When refinancing may make sense

  • You can lower your rate by ~0.5–1.0 percentage points or more.
  • You plan to stay in the home (and on the loan) past the break-even date.
  • Your credit score and home value have improved enough to qualify for the new rate.
  • You want to switch from an ARM to a fixed-rate, or shorten the term to save substantial total interest.
  • You want to cancel PMI by recasting at a lower LTV after appreciation.

When refinancing may not make sense

  • You plan to sell or pay off the loan before break-even.
  • Closing costs eat most of the rate savings.
  • Resetting to a longer term increases total interest, even at a lower rate.
  • You'd lose a meaningful prepayment-penalty grace period or other product feature.
  • Your credit profile has weakened since you took out the original loan.

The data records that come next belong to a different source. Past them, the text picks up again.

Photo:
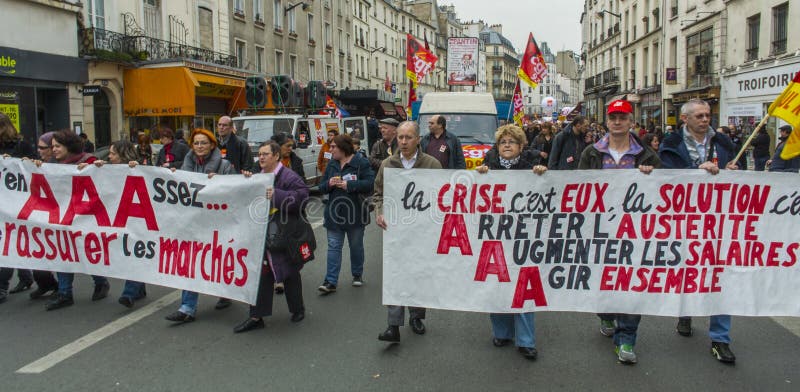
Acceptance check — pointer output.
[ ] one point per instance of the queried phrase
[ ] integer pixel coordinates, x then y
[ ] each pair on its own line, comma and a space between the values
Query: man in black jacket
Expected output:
568, 145
233, 148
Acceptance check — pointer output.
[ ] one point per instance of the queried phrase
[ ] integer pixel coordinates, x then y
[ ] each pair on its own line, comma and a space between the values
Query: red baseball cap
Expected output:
620, 106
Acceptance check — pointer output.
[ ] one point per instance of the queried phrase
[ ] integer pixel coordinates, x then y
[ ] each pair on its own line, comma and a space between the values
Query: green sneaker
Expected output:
607, 328
625, 353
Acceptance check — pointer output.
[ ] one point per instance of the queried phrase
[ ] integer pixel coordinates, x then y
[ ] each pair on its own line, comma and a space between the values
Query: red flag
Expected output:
419, 60
519, 111
533, 69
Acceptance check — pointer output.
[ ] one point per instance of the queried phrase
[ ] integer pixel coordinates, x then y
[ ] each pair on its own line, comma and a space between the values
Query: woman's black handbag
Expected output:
293, 235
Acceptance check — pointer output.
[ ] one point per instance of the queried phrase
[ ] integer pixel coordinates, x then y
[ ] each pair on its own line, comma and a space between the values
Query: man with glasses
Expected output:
443, 146
233, 148
697, 146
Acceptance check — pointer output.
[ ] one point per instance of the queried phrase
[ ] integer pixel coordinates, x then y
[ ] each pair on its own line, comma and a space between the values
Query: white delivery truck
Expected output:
472, 117
308, 131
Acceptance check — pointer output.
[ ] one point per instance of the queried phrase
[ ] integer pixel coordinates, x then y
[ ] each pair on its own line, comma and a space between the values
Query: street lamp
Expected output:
293, 6
600, 13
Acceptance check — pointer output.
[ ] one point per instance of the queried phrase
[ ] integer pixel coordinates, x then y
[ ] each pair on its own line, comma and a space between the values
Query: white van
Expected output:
308, 131
472, 117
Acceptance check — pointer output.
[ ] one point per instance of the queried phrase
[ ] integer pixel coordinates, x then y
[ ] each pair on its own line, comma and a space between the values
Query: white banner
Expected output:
676, 242
180, 229
462, 61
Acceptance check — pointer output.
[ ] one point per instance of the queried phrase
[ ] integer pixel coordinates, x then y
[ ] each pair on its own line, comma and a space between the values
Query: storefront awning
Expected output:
166, 91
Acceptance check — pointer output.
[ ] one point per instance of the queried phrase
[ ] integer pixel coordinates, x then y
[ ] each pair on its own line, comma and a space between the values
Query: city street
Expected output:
335, 347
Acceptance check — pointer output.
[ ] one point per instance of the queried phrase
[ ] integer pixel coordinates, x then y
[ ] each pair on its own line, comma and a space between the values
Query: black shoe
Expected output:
529, 353
391, 334
21, 286
684, 327
298, 317
60, 301
42, 291
222, 304
417, 326
100, 291
249, 325
179, 317
327, 287
500, 342
126, 302
723, 353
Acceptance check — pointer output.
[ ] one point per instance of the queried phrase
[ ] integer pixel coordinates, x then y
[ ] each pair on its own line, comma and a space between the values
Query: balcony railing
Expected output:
109, 45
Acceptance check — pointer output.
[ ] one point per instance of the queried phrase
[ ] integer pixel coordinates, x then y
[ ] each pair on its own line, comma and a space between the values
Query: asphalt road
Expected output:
336, 348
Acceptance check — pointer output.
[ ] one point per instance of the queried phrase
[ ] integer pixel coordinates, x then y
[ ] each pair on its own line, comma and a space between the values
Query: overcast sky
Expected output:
556, 22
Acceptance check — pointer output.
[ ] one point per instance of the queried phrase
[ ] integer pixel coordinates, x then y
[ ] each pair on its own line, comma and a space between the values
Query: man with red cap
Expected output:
620, 149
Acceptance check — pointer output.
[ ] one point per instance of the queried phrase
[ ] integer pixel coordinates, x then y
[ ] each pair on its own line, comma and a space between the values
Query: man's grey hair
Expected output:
688, 107
413, 124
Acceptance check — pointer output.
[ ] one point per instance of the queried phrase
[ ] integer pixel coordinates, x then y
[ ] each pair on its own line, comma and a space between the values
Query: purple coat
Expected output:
289, 196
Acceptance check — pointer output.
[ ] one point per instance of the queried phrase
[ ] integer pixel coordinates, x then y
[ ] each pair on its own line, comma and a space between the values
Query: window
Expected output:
258, 10
97, 15
259, 59
779, 15
277, 15
751, 48
240, 53
291, 22
310, 27
699, 49
278, 62
328, 39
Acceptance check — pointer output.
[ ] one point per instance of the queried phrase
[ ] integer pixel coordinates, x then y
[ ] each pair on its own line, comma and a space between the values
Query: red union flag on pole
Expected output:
419, 60
533, 69
519, 111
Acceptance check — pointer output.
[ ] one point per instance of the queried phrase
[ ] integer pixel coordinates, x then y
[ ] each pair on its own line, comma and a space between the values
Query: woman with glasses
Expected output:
204, 157
287, 198
509, 140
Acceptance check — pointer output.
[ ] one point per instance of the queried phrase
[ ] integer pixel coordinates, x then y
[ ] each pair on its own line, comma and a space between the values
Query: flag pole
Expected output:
511, 106
750, 139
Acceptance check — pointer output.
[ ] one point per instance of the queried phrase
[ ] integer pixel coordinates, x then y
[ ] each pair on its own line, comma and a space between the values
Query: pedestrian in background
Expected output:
287, 198
348, 182
510, 140
67, 149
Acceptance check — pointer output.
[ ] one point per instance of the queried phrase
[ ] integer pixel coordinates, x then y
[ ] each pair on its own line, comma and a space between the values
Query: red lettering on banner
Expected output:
82, 185
529, 287
38, 202
454, 234
492, 260
584, 194
135, 186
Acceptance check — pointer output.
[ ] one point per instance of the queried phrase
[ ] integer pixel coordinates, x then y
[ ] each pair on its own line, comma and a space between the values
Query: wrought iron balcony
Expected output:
113, 46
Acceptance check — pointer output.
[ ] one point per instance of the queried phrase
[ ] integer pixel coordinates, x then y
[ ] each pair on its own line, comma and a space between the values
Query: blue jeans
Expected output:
719, 328
355, 236
133, 290
189, 302
519, 326
65, 282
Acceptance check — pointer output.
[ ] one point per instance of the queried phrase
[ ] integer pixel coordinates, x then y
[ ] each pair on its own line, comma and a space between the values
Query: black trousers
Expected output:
42, 278
293, 290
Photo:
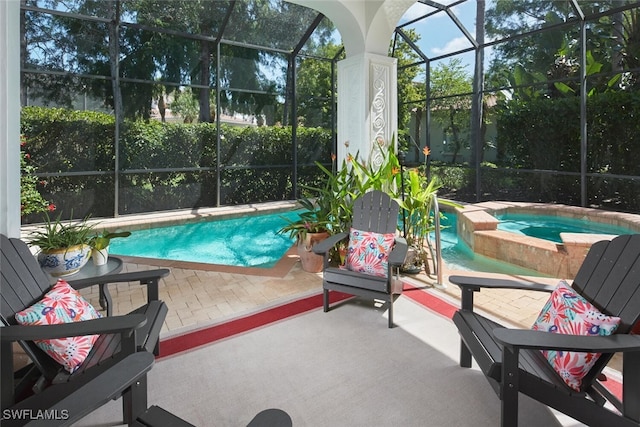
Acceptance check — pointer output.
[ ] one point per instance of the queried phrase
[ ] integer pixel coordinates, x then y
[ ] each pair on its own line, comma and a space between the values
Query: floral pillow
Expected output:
566, 312
368, 252
62, 304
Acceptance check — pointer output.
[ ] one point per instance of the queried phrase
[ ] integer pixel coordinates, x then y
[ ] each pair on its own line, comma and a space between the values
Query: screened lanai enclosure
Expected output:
132, 106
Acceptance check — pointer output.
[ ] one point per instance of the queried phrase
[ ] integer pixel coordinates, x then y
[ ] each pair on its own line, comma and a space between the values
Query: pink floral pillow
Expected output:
62, 304
368, 252
566, 312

Frequently asked questions

What's a typical refinance closing cost?

Most refinance closing costs run 2%–5% of the new loan amount. On a $300,000 refinance that's roughly $6,000–$15,000. Get a Loan Estimate from any lender — they're standardized by the CFPB and let you compare line-item fees across offers.

How much does a refinance lower my rate need to actually save money?

The old "1% rule" is a rough guide, not a hard threshold. With $6,000 in closing costs and a $300,000 balance, even a 0.5-point rate cut saves about $95/month and breaks even in roughly 5 years. The real test is your break-even month versus how long you'll stay — that's what the calculator above shows.

Does refinancing reset my mortgage clock?

Yes — a refinance is a brand-new loan. If you have 22 years left on a 30-year mortgage and refinance into a new 30-year loan, you're back to a 30-year amortization schedule. To avoid resetting the clock, refinance into a shorter-term loan (15- or 20-year) or commit to making extra principal payments equal to your old payment amount.